REVIEW: MEMORIAM – “The Hellfire Demos II” [EP]
Longtime Bolt Thrower drummer Martin “Kiddie” Kearns passed away unexpectedly at the young age of 38 in 2015. This unfortunate event saw the legendary band end its activities last year, out of respect for their late member and the lack of desire to continue doing something that didn’t felt right anymore, as stated by frontman Karl Willets. But, as it is with everyone, there are things we just can’t stay away from, and with these guys it’s music. So after less than a year after Bolt Thrower’s end, Karl and his loyal buddies Scott Fairfax (guitars), Frank Healy (bass, Benediction, Sacrilege) and Andrew Whale (drums, and actually Bolt Thrower’s first drummer) joined forces in paying homage to their brother the best way they could: by making music. And here is where Memoriam begins.

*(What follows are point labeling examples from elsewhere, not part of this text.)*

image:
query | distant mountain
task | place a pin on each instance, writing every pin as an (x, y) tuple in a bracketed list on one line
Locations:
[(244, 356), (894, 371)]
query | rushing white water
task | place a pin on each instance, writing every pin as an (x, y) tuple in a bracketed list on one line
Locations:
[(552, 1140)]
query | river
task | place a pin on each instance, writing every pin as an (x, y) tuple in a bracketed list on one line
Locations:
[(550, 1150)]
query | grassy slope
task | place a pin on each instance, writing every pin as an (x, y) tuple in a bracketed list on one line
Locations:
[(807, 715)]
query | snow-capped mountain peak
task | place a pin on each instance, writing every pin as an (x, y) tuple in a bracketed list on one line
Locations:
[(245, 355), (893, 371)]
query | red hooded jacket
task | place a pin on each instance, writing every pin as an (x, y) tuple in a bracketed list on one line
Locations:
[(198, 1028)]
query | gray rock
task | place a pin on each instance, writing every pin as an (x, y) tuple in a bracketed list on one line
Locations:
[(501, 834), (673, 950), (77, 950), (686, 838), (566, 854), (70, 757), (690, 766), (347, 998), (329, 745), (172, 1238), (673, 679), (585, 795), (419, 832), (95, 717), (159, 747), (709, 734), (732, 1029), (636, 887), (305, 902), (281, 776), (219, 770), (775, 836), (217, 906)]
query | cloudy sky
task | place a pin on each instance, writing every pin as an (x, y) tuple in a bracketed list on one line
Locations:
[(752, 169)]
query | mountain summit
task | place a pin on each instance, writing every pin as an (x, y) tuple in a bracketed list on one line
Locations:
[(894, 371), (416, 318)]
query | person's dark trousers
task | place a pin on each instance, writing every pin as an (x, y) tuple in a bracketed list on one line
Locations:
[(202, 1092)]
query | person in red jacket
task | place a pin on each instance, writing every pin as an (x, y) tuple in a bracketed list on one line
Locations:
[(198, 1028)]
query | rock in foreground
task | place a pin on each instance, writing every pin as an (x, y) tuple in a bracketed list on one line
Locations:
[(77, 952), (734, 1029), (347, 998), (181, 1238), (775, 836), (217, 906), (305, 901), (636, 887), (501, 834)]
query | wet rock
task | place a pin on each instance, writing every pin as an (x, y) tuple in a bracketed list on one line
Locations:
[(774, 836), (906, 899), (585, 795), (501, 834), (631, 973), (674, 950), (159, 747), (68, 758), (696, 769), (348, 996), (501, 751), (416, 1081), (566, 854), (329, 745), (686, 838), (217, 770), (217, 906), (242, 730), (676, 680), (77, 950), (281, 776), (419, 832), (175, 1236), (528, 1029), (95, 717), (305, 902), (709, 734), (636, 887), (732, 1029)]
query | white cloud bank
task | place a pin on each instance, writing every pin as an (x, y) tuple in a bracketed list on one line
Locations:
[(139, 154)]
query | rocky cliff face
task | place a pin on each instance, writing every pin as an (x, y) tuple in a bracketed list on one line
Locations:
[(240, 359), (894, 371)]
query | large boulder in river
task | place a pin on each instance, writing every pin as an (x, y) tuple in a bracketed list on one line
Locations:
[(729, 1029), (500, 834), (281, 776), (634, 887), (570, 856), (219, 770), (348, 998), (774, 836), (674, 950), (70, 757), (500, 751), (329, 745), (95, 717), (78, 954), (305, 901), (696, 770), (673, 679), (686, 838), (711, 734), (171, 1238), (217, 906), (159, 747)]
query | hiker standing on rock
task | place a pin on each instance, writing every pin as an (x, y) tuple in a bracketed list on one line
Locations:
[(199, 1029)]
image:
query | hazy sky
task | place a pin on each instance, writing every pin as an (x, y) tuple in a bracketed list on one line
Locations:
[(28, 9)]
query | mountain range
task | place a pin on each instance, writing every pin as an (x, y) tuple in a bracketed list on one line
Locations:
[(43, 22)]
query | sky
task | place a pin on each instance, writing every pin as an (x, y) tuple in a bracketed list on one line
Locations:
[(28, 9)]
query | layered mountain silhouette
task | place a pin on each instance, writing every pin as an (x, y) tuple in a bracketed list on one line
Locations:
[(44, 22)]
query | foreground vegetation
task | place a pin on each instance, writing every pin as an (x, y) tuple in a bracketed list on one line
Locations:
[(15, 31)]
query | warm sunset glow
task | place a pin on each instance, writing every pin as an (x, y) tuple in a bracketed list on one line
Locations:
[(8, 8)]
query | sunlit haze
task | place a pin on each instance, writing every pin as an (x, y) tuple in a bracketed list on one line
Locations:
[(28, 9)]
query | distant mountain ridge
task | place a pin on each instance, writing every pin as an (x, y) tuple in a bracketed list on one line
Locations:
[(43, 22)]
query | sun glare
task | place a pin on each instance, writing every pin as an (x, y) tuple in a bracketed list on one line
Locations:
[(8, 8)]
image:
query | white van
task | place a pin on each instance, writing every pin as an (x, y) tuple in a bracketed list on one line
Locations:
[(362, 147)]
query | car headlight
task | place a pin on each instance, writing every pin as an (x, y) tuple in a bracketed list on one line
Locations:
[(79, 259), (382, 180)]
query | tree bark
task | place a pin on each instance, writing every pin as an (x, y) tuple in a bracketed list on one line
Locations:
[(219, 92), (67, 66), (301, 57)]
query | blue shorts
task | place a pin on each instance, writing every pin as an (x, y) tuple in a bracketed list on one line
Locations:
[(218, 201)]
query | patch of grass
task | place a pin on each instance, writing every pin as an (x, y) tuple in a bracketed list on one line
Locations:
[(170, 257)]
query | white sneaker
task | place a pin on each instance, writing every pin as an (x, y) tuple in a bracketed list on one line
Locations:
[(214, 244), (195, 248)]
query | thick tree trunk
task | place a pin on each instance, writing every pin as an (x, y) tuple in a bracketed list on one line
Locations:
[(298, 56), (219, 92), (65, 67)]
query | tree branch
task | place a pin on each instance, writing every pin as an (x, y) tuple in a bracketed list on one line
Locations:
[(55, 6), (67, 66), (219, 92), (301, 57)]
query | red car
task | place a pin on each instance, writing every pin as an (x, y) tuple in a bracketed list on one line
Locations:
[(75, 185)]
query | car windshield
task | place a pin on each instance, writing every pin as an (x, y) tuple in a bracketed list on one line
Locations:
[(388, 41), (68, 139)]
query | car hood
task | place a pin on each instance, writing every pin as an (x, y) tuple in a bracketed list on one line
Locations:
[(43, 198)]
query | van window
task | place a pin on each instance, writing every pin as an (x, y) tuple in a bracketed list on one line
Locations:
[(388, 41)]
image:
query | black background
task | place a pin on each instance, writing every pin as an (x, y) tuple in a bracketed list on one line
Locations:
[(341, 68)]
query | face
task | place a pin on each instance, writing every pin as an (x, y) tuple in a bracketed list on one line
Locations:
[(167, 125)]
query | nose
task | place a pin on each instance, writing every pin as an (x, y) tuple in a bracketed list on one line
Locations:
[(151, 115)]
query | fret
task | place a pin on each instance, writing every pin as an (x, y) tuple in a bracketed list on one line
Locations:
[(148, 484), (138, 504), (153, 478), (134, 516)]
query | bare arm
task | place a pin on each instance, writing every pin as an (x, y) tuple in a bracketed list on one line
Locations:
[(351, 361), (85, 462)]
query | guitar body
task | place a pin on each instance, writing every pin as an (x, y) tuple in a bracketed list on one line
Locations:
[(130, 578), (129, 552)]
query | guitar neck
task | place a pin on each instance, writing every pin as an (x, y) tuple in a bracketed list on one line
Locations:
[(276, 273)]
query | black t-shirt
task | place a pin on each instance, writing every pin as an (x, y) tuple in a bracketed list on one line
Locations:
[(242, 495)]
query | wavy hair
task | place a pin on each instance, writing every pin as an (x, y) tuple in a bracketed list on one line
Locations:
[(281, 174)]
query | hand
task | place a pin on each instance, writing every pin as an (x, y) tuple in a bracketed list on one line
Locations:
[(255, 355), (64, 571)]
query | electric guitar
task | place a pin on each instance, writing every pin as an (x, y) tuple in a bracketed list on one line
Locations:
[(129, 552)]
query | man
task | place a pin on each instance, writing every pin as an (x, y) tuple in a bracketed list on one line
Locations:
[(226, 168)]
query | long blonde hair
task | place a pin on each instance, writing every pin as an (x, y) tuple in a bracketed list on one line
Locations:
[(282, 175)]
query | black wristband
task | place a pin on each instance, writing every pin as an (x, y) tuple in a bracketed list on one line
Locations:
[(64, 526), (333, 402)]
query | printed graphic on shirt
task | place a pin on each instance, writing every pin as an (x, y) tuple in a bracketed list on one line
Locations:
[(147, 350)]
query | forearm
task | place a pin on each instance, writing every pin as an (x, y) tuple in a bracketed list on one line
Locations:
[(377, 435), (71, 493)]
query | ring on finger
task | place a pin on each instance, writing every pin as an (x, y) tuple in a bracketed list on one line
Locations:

With that little history lesson out of the way and the band members properly introduced, it’s time to talk about what really matters in this review. Memoriam have been lurking around since last year and already have an EP entitled ‘The Hellfire Demos’ to their name, and this month we’ll be graced with their second endeavor, ‘The Hellfire Demos II’. By now you should already know that these guys play old-school death metal in the style of, well, Bolt Thrower (more than ok with that, if you ask me). As this EP only has two songs, I’ll keep this review relatively short, so here we go.
“Drone Strike” starts with a good fret lead and delivers a cadenced approach to the death metal genre. Karl Willets showcases his characteristic harsh pipes as good as always, while the kitchen-duo Healy/Whale maintains surgical precision in order to accompany the single – but very potent – guitar by Fairfax. The track has actually a sad and depressing atmosphere despite not being a ballad or the lyrics being melancholic. This makes the song very singular and enjoyable.
“Surrounded (by Death)” has a similar pace but the band throw in some riffs and distorted bits in the mix. It is slightly faster than its predecessor and has more aggressiveness, especially in the mid portion of it when the dudes go bonkers and explode in a full-on death rampage, all while still maintaining the depressing element – this time allied to anger and fierceness.
‘The Hellfire Demos II’ strikes quick and swiftly. It’s a good taste of what is to come by Willets and company, the songs actually show emotion and have definitely some sort of personal meaning to these Brits. Although not as memorable as the honoree, the EP is decent and actually has no weak bits. Let’s wait to see how they fare in a full length album.